CGAL Made More Accessible

TL;DR

This paper presents a system for rapidly generating Python bindings for CGAL's C++ modules, making computational geometry algorithms more accessible and easier to use for practitioners and newcomers.

Contribution

It introduces a flexible binding generation system that handles the complexity of CGAL's template-heavy code, enabling selective and concurrent use of multiple object types.

Findings

Bindings significantly improved accessibility for non-experts.

The system efficiently generates bindings for complex template types.

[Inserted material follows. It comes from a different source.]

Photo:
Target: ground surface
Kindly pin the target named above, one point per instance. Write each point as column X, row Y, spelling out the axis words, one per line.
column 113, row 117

Enhanced usability facilitates broader adoption of CGAL.

Abstract

We introduce bindings that enable the convenient, efficient, and reliable use of software modules of CGAL (Computational Geometry Algorithm Library), which are written in C++, from within code written in Python. There are different tools that facilitate the creation of such bindings. We present a short study that compares three main tools, which leads to the tool of choice. The implementation of algorithms and data structures in computational geometry presents tremendous difficulties, such as obtaining robust software despite the use of (inexact) floating point arithmetic, found in standard hardware, and meticulous handling of all degenerate cases, which typically are in abundance. The code of CGAL extensively uses function and class templates in order to handle these difficulties, which implies that the programmer has to make many choices that are resolved during compile time (of the C++ modules). While bindings take effect at run time (of the Python code), the type of the C++ objects that are bound must be known when the bindings are generated, that is, when they are compiled. The types of the bound objects are instances (instantiated types) of C++ function and class templates. The number of object types that can potentially be bound, in implementation of generic computational-geometry algorithms, is enormous; thus, the generation of the bindings for all these types in advance is practically impossible. Often there are several choices to make, resulting in a prohibitively large number of combinations. We present a system that rapidly generates bindings for desired object types according to user prescriptions, which enables the convenient use of any subset of bound object types concurrently. The introduction of the bindings made them easily accessible to newcomers and practitioners in non-computing fields, as we report in the paper.